SHARANYA KANVILKAR writes from Bombay: Less than a week after the board of directors of The Hindu “decided” to appoint a professional from outside the family as the editor of the 132-year-old newspaper, the group’s business daily, The Hindu Business Line, is also slated to go the same way.

The paper’s joint editor, K. Venugopal—son of former Hindu editor G. Kasturi, a key player in the current round of the great HINDU mahayudh—who is in charge of Business Line, told a meeting of the paper’s reporters in Bombay today that Business Line would be getting a professional as editor in the next three months.

Venugopal is also reported to have indicated that, instead of looking for a name from outside the paper, a current staffer could don the role. Among the front-runners are D. Sampath Kumar, senior associate editor, and T.C.A. Srinivasa-Raghavan, associate editor.

Hindu Business Line is in the midst of a management and editorial restructuring exercise being conducted by the global consultancy firm, McKinsey. Code-named “Project Kamadhenu”, the exercise has already seen Venugopal, a director in the company, play less of a role in the daily’s editorial operations.

As per published news reports, it was Venugopal’s brother, K. Balaji, who proposed the move to keep family members away from editorial positions at last week’s board meeting, where the name of The Hindu‘s Delhi bureau chief, Siddharth Varadarajan, was proposed as the next editor of the paper.

Also read: The four great wars of N. Ram on ‘Hindu‘ soil

2 Comments

  1. Krishna Kumar

    Even minor developments in ‘The Hindu’ household create a lively and passionate debate in media & cyberspace. It shows the respect, awe and, love with which the people in general, and its readers in particular, view ‘The Hindu’. The narcissistic, navel-gazing, spoilt brats of the Kasturi family are not aware of it. Such an awareness would have engendered a sense of humility and responsibility in them.
    Even though ‘The Hindu’ calls itself a ‘National Newspaper’, South India has been its stronghold. However that stronghold too has been shrinking for the last several years. The future prospects of ‘The Hindu’ appears to be very grim.

  2. When India took a giant leap forward in the post-liberalisation era of the 1990, newspaper establishments like The Hindu failed to keep pace with the changing country. It is unfortunate that the owners of The Hindu, allowed their newspaper to stagnate in old ideological ideas while rest of the country moved into a new dimension.

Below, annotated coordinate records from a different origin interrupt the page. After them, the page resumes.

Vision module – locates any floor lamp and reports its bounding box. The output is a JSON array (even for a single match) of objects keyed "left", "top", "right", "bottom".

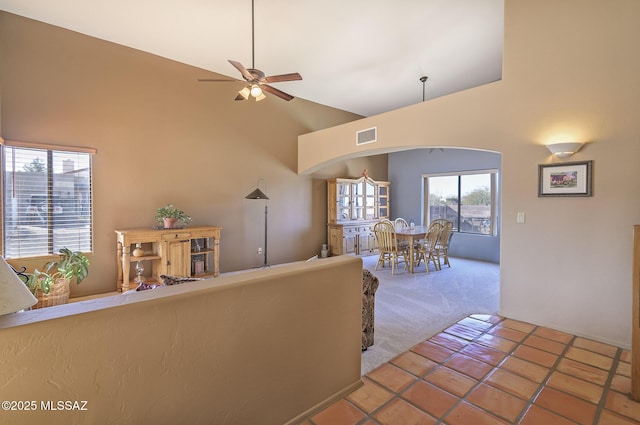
[{"left": 245, "top": 179, "right": 269, "bottom": 268}]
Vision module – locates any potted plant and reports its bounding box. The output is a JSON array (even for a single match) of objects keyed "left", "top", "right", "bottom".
[
  {"left": 26, "top": 248, "right": 89, "bottom": 308},
  {"left": 155, "top": 204, "right": 191, "bottom": 229}
]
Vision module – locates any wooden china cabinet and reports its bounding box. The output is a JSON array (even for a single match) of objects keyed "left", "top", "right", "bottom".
[
  {"left": 327, "top": 176, "right": 389, "bottom": 255},
  {"left": 116, "top": 226, "right": 222, "bottom": 292}
]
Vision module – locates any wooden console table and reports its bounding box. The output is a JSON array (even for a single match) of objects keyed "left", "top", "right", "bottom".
[{"left": 116, "top": 226, "right": 222, "bottom": 292}]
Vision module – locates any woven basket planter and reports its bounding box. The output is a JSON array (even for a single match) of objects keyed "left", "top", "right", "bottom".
[{"left": 31, "top": 279, "right": 69, "bottom": 309}]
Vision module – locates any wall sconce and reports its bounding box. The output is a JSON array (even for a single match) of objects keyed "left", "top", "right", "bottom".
[{"left": 547, "top": 143, "right": 584, "bottom": 158}]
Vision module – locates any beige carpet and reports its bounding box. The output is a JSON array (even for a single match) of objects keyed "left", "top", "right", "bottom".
[{"left": 362, "top": 255, "right": 500, "bottom": 375}]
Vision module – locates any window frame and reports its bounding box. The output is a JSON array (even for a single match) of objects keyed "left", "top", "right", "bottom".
[
  {"left": 0, "top": 137, "right": 97, "bottom": 260},
  {"left": 422, "top": 168, "right": 500, "bottom": 237}
]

    Right now India does not have enough media. We have very few TV channels, and very few national newspapers. A country of more than 100 crore people needs more media outlets. Where are they going to come from? Old warhorses like The Hindu and few other papers have lost the game completely.

    It will be very difficult for anyone to bring The Hindu back into the game. It is relatively easy to change the guy at the top, but it is virtually impossible to change an organisations inner work ethic and ideology.